A tangent on storytelling and Epcot Center

A comment on my last blog post regarding music and radio got me going off on a tangent today.  The comment made mention of Wait Wait Don't Tell Me, which put my brain off and running on a semi-related path.  And I haven't even had the chance to write up my post on the importance of music in the original Epcot Center, have I?  I can't remember.  Anyway.
I honestly spend a lot less time these days listening to music than I used to.  The reason is that I've fallen deep down into the world of Podcasts.  They are my commute soundtrack, and honestly make my couple hours in the car each day enjoyable.  I've touched on Podcasts before in my blog, a brief post about Dr. Oliver Sacks.  This will go a little farther.  Hopefully I'm not just rewriting what I once wrote already.

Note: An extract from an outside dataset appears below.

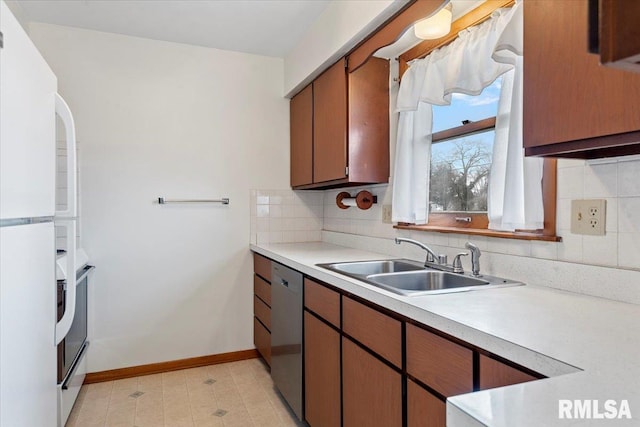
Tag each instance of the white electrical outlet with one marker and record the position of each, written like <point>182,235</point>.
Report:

How it's semi-related to the topic of Epcot is that the majority of my podcasts that I subscribe to are ones that engage me in ways that I associate with Epcot Center.  They relate to science in most cases, a lot of them put out by NPR.  Hidden Brain, Freakanomics, Star Talk Radio, Snap Judgement, the TED radio hour, 99% Invisible, Planet Money, Wait Wait Don't Tell Me, This American Life, The Memory Palace, Song Exploder, Gastropod, The Story Collider, Serial, Embedded, and my ultimate favorite, Radiolab.  

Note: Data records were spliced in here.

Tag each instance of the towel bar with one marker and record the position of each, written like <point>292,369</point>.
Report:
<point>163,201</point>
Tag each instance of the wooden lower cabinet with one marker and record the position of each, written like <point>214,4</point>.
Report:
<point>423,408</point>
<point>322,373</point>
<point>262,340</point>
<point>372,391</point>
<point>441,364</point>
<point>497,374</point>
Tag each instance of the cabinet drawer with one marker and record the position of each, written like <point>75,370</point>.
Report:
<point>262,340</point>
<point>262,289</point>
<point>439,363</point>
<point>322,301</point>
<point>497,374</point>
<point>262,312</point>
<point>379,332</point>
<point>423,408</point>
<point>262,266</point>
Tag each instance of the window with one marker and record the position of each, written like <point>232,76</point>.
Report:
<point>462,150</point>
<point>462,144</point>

What they all have in common are their storytelling ability.  The way they can take a topic, whatever it is, and turn it into something that is so engaging that I'll sit in my car, commute over and parked at home, and finish the story.  Or re-listen to the story over and over, like reruns of an amazing show, and still be just as drawn in as the first time.  I can listen to an episode of Radiolab or Snap Judgement for the first, or the 5th time, and still be just as engaged.
Why does this have anything to do with Epcot?   Well, of course I can tie this in!
If I think about the original Epcot Center attractions that are beloved by those that had the chance to enjoy them, I feel that this is how they were built as well.  Spaceship Earth, Horizons, World of Motion, The Living Seas, Journey into Imagination... These were long-form attractions, single, detailed, and well-written stories.  They could draw you in, tell you a story, one that made you think and feel, and you formed the connection with the material.  It was not a shallow experience that you enjoyed and forgot immediately.  It was engaging from the beginning, and held to a consistent narrative throughout.
The Living Seas, entering through historical sea exploration examples, the film setting up the wonder of discovery in the oceans, the Hydrolators taking you "down to a working scientific Seabase".  Everything in the pavilion was a part of the single story, even once you were wandering the aquarium yourself.
Horizons brought you in with a charming couple of narrators, who you slowly realize are telling you the story of their family and how they live in the future.
They were all one long narrative, each area telling an important part of a larger story.
The fact that they were so well written and produced of course helped as well, just as with the podcasts I listen to today.  Radiolab works so well because of the care they take in crafting their story through interviews, sound, creating drama in topics that could so easily become dry.
It poses a bit of a chicken and egg question for me.  Was I always so inclined to be enthralled by this kind of storytelling, and so Epcot hit an already developed part of my inner self, and that is what caused it to resonate so deeply?  Did Epcot create and nurture something that would become a huge portion of how I lived and learned later in life?  I'm guessing it's a little bit of both.  A little nature, a little nurture, and together they informed the adult I've become.
I'd recommend to those who enjoyed Epcot to take any of the podcasts I mentioned above and give them a try.  If you are interested, I will post a list of recommended episodes as an addendum to this post.  They might not be Horizons, but some of them can tickle those same portions of the brain that Epcot Center once did.  Give them a try.